Six fabricants ont d’ores et déjà annoncé des modèles équipés du RTX Spark, confirmant l’intérêt du marché pour cette innovation. Parmi eux, Asus (ProArt P14 et P16), Dell (XPS 16), HP (OmniBook X14 et Ultra 16), Lenovo (Yoga Pro 9N), Microsoft (Surface Laptop Ultra) et MSI (Prestige N16 Flip AI+). Les premières machines devraient arriver dans les rayons à l’automne 2026, mais les tarifs n’ont pas encore été dévoilés. Comme souvent avec les nouvelles technologies, les prix s’annoncent élevés, réservant ces appareils au segment premium.

Il faudra probablement attendre deux ou trois générations avant que ces puces ne deviennent accessibles au grand public. En attendant, les constructeurs devront résoudre les problèmes d’émulation pour les jeux vidéo, une étape cruciale pour convaincre les gamers de se tourner vers ces nouvelles machines.

Et maintenant ?

L’arrivée du RTX Spark pourrait accélérer l’adoption de l’architecture ARM dans les PC Windows, une tendance déjà observée avec les puces Apple. Les prochains mois seront déterminants pour évaluer la compatibilité des jeux et des logiciels avec cette nouvelle puce. Les constructeurs devront également clarifier leurs tarifs et leurs stratégies marketing pour séduire les consommateurs. Enfin, l’impact de cette innovation sur les parts de marché de Qualcomm et d’Intel reste à observer, alors que Nvidia cherche à étendre son influence au-delà du gaming et des centres de données.
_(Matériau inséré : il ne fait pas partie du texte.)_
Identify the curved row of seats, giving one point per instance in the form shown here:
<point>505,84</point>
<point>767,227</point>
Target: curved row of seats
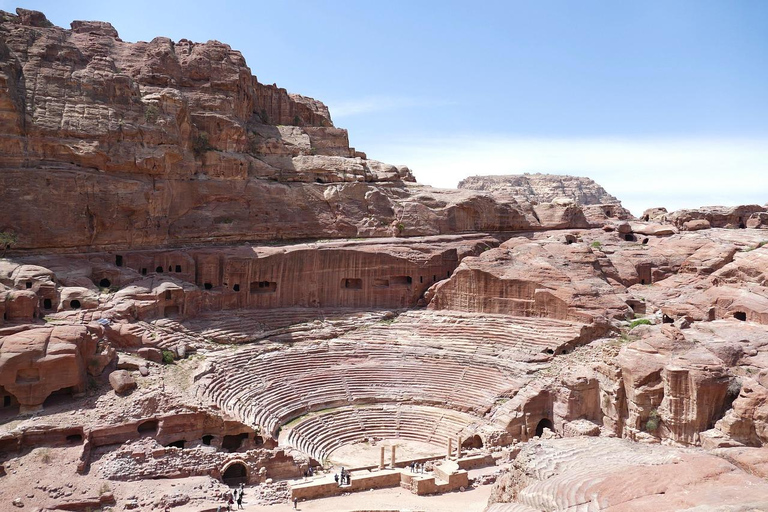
<point>320,434</point>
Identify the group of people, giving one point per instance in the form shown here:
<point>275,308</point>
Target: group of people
<point>346,478</point>
<point>236,497</point>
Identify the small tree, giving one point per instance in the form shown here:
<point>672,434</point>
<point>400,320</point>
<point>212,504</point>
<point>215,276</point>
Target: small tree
<point>7,240</point>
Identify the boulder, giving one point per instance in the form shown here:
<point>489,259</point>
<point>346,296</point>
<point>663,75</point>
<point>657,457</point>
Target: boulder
<point>151,354</point>
<point>122,381</point>
<point>696,224</point>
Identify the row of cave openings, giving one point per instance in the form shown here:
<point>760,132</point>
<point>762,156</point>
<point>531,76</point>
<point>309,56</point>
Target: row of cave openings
<point>159,269</point>
<point>356,283</point>
<point>266,287</point>
<point>230,443</point>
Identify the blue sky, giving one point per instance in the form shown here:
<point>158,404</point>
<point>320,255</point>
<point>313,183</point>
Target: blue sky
<point>664,103</point>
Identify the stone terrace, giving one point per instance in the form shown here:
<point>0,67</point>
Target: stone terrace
<point>320,434</point>
<point>463,362</point>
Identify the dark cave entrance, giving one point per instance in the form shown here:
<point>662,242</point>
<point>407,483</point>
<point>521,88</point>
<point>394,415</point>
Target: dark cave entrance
<point>544,423</point>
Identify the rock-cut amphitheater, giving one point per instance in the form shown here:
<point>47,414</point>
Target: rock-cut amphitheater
<point>204,289</point>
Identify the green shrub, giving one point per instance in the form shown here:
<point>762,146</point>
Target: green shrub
<point>168,357</point>
<point>7,240</point>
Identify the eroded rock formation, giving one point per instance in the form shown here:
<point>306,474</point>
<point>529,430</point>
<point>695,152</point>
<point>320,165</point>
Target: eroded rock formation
<point>205,274</point>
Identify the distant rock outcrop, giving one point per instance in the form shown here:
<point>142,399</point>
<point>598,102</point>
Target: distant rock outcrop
<point>542,188</point>
<point>106,144</point>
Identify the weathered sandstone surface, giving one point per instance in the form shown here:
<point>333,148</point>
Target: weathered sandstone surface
<point>542,188</point>
<point>611,474</point>
<point>108,144</point>
<point>208,287</point>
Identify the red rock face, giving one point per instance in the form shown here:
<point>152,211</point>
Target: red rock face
<point>37,362</point>
<point>533,278</point>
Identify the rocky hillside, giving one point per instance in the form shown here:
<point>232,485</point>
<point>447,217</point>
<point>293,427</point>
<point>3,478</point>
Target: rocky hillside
<point>542,188</point>
<point>109,145</point>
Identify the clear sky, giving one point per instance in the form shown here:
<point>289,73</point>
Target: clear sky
<point>664,103</point>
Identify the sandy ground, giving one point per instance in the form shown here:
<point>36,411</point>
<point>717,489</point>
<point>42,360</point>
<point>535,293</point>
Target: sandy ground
<point>474,500</point>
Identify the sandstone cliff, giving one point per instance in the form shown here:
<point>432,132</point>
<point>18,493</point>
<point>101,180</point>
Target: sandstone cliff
<point>542,188</point>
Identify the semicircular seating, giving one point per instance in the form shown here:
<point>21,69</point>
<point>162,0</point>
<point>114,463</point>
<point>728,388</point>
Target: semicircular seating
<point>461,362</point>
<point>318,435</point>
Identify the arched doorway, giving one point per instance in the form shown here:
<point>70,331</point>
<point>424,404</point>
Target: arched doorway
<point>472,443</point>
<point>235,473</point>
<point>544,423</point>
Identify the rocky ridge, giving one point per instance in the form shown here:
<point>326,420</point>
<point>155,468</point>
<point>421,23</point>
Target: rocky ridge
<point>542,188</point>
<point>501,319</point>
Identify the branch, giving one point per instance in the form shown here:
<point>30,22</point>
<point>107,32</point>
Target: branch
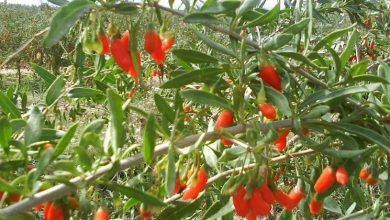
<point>61,190</point>
<point>10,57</point>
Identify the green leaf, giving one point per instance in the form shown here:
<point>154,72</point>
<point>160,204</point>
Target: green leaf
<point>170,171</point>
<point>117,118</point>
<point>8,107</point>
<point>11,165</point>
<point>5,133</point>
<point>33,130</point>
<point>323,96</point>
<point>54,91</point>
<point>246,6</point>
<point>125,8</point>
<point>164,108</point>
<point>149,139</point>
<point>201,18</point>
<point>301,58</point>
<point>200,75</point>
<point>278,99</point>
<point>361,132</point>
<point>211,43</point>
<point>44,74</point>
<point>297,27</point>
<point>206,98</point>
<point>278,41</point>
<point>64,141</point>
<point>136,194</point>
<point>328,39</point>
<point>359,68</point>
<point>179,210</point>
<point>266,18</point>
<point>193,56</point>
<point>219,208</point>
<point>348,49</point>
<point>43,162</point>
<point>5,187</point>
<point>81,92</point>
<point>17,124</point>
<point>64,19</point>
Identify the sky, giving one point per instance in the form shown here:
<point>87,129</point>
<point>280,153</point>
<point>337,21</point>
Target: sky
<point>268,4</point>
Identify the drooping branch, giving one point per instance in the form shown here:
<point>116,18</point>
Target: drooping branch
<point>61,190</point>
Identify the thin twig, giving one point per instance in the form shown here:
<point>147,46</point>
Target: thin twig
<point>61,190</point>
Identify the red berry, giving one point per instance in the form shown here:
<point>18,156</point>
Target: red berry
<point>342,175</point>
<point>315,206</point>
<point>101,214</point>
<point>325,180</point>
<point>258,205</point>
<point>267,110</point>
<point>363,174</point>
<point>240,204</point>
<point>105,42</point>
<point>269,75</point>
<point>266,193</point>
<point>167,43</point>
<point>55,213</point>
<point>283,198</point>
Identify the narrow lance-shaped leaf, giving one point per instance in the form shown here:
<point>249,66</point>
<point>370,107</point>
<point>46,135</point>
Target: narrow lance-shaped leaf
<point>5,133</point>
<point>8,107</point>
<point>266,18</point>
<point>136,194</point>
<point>64,141</point>
<point>54,91</point>
<point>149,139</point>
<point>214,45</point>
<point>206,98</point>
<point>33,130</point>
<point>117,118</point>
<point>64,19</point>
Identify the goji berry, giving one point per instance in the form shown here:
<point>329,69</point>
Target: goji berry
<point>315,206</point>
<point>266,193</point>
<point>283,198</point>
<point>101,214</point>
<point>55,213</point>
<point>240,204</point>
<point>269,75</point>
<point>167,43</point>
<point>363,174</point>
<point>371,180</point>
<point>105,42</point>
<point>325,180</point>
<point>267,110</point>
<point>342,175</point>
<point>257,203</point>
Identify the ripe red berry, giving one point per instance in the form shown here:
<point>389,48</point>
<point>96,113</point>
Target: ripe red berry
<point>283,198</point>
<point>325,180</point>
<point>105,42</point>
<point>55,213</point>
<point>267,110</point>
<point>258,205</point>
<point>296,194</point>
<point>269,75</point>
<point>266,193</point>
<point>225,119</point>
<point>101,214</point>
<point>363,174</point>
<point>167,43</point>
<point>315,206</point>
<point>240,204</point>
<point>342,175</point>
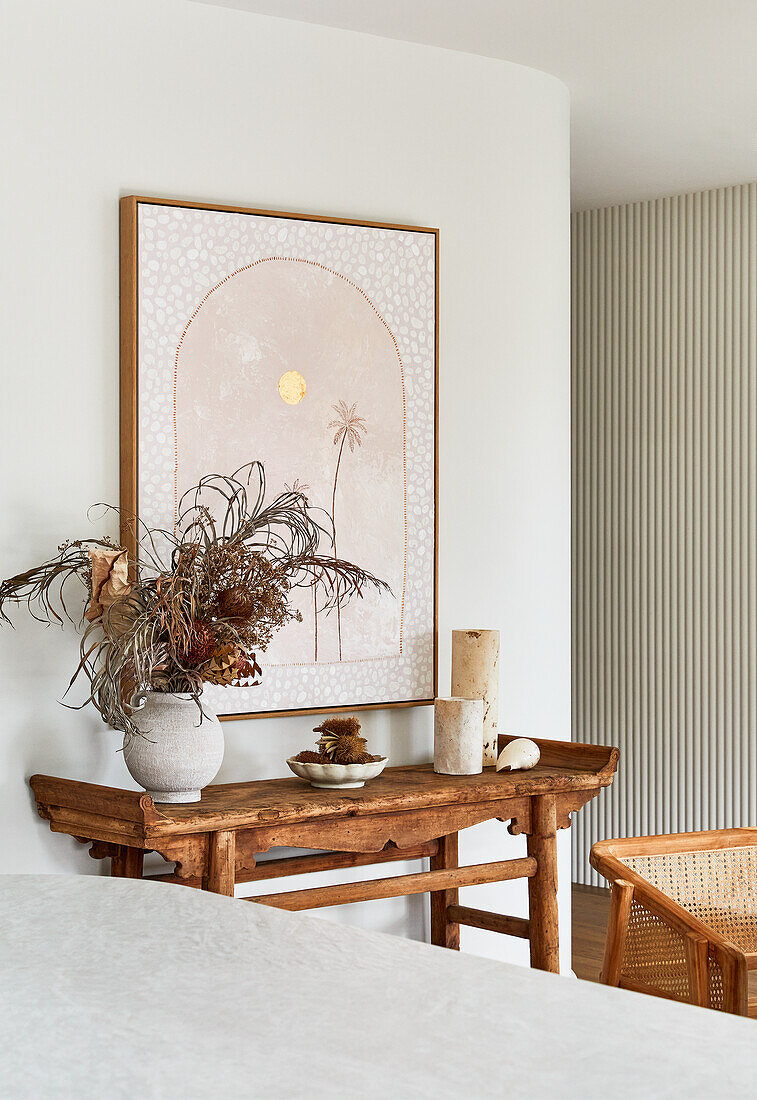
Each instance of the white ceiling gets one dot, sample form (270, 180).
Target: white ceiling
(664, 91)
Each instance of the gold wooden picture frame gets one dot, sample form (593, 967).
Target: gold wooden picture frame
(161, 242)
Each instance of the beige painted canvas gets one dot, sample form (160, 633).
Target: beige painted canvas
(309, 345)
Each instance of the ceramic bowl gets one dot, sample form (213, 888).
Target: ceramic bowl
(332, 776)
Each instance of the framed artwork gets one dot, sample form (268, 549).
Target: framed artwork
(309, 343)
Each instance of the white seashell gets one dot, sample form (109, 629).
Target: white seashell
(518, 755)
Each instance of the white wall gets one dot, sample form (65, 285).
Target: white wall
(171, 98)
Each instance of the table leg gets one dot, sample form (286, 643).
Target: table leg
(221, 862)
(127, 862)
(542, 911)
(443, 933)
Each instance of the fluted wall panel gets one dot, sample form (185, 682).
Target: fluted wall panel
(665, 510)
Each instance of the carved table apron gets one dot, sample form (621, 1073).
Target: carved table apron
(406, 813)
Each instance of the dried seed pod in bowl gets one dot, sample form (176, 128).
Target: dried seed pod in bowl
(341, 743)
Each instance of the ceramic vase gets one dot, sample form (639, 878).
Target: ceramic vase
(179, 749)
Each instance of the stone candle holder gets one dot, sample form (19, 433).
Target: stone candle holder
(458, 733)
(475, 674)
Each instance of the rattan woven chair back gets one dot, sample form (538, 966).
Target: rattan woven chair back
(683, 915)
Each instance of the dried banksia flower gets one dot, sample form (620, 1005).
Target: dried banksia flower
(236, 603)
(340, 740)
(201, 645)
(307, 756)
(222, 668)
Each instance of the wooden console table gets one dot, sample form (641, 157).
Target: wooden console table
(407, 813)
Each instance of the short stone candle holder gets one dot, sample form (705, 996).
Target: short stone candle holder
(458, 734)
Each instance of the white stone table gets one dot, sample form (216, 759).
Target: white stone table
(114, 988)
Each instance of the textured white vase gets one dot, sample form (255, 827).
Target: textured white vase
(475, 674)
(458, 735)
(179, 751)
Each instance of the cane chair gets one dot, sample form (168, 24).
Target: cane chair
(683, 916)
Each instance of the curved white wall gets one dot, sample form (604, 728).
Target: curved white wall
(182, 99)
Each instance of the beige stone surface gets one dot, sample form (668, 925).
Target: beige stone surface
(475, 674)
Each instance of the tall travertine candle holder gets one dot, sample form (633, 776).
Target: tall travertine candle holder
(475, 674)
(458, 728)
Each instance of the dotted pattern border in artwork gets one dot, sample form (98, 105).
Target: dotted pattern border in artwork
(330, 271)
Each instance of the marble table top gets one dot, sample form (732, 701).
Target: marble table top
(117, 988)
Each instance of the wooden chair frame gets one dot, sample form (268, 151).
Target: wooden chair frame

Quoi qu’il en soit, le RTX Spark marque une étape importante dans l’évolution des PC portables, en combinant puissance, efficacité énergétique et capacités d’IA. Une avancée qui pourrait bien redessiner le paysage technologique de demain.

Les principaux concurrents du RTX Spark sont les puces ARM de Qualcomm, comme les Snapdragon X Elite, ainsi que les processeurs Apple de la série M (M3, M5). Ces derniers dominent actuellement le marché des PC portables haut de gamme grâce à leur efficacité énergétique et leurs performances. Cependant, le RTX Spark se distingue par sa puissance graphique intégrée et son orientation vers l’IA, deux domaines où les solutions d’Apple restent en retrait.